揺るがぬ自己という内なる支柱を立てる
To build an inner pillar of an unshakable self.
選字の背景: 関東大震災に由来する「防災の日」。真の防災とは何かを問う。
九月一日は、防災の日として定められています。私たちはこの日、非常持ち出し袋を確認し、避難経路を話し合うなど、物理的な備えを再点検します。しかし、禅の教えは、それと同時に、いや、それ以上に重要な「内なる備え」の必要性を説きます。それが、心の「柱」を立てることです。
家屋がその構造を支える柱によって成り立っているように、私たちの心もまた、確固たる信念や哲学という「柱」によって支えられています。詩の後半が示すように、予測不能な災害や人生の困難によって「大地が揺らぐ」ような事態に遭遇した時、私たちを真に支えてくれるのは、物質的な備蓄だけではありません。何があっても見失うことのない「一筋の志」、すなわち、自分はいかに生きるべきかという根本的な問いに対する、自分自身の答えです。

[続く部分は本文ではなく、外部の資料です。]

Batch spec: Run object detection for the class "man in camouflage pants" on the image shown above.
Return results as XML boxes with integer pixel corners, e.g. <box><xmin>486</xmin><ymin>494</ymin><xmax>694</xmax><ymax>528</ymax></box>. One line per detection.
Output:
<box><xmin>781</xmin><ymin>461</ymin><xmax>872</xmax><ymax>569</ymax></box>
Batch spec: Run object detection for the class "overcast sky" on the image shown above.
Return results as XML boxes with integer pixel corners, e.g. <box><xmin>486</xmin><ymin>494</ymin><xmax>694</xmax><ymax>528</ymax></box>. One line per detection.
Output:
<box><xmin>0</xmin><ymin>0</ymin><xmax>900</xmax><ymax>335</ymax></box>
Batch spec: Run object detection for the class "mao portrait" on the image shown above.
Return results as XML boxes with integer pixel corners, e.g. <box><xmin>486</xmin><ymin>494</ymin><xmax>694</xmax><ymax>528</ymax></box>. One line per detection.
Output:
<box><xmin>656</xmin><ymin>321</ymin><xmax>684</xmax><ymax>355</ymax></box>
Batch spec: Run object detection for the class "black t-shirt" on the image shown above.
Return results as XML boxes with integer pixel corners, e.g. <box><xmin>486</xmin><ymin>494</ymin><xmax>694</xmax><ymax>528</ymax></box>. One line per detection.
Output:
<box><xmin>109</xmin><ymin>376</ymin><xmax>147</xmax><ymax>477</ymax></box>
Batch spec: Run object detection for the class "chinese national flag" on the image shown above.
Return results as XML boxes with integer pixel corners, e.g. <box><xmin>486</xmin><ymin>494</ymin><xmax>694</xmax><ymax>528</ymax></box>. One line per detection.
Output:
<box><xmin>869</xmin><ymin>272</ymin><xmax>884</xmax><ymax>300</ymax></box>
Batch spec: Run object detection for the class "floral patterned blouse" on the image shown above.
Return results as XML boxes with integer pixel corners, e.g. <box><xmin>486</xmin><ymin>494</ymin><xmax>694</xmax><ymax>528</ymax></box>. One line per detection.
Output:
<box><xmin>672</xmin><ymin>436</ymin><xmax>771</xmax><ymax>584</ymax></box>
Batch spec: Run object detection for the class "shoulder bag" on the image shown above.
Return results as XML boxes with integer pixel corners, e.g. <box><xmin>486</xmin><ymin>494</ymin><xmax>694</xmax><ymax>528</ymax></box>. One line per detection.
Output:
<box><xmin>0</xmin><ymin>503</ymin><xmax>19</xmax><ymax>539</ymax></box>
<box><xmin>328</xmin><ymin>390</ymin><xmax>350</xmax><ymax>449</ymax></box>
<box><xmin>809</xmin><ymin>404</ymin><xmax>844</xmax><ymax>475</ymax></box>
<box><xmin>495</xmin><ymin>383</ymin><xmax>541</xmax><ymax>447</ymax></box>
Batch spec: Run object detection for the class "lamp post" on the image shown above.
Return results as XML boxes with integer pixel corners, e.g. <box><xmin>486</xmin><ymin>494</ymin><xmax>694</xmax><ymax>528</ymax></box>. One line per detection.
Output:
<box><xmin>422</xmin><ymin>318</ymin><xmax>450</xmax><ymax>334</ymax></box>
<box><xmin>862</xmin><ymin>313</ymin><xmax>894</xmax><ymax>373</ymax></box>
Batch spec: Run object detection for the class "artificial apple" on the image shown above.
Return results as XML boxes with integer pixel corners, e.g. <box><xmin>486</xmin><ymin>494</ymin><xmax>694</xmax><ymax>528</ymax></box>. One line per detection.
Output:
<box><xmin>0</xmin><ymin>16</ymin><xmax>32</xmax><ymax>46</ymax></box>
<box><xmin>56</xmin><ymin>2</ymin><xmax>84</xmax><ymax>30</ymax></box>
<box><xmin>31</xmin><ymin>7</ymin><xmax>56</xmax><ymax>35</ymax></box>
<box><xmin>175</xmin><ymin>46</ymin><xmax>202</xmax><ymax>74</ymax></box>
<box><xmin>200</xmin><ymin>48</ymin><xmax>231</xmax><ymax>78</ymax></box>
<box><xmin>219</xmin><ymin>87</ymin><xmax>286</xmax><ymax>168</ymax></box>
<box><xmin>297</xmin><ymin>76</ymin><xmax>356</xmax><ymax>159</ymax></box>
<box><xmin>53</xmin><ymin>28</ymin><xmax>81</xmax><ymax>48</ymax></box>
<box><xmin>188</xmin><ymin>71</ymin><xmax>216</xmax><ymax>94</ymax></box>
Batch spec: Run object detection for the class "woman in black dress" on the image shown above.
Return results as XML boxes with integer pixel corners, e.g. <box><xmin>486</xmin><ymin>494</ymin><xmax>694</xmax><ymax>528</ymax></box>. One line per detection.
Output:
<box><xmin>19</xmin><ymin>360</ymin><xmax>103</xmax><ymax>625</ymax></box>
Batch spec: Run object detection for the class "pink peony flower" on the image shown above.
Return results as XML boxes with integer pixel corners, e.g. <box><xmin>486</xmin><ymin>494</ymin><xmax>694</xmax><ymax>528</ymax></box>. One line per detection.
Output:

禅における「不動心」(ふどうしん)とは、まさにこの心の柱が確立された状態を指します。それは、感情を押し殺すことではなく、嵐の中でも静かにそびえ立つ大木のように、中心が定まっている状態です。書において、一文字の骨格をなす縦画が力強くなければ全体が崩れてしまうように、人生においても、この精神的な支柱が不可欠です。今日という日に、改めて自らの心の柱は何か、それは確かなものかを静かに問い直してみたいものです。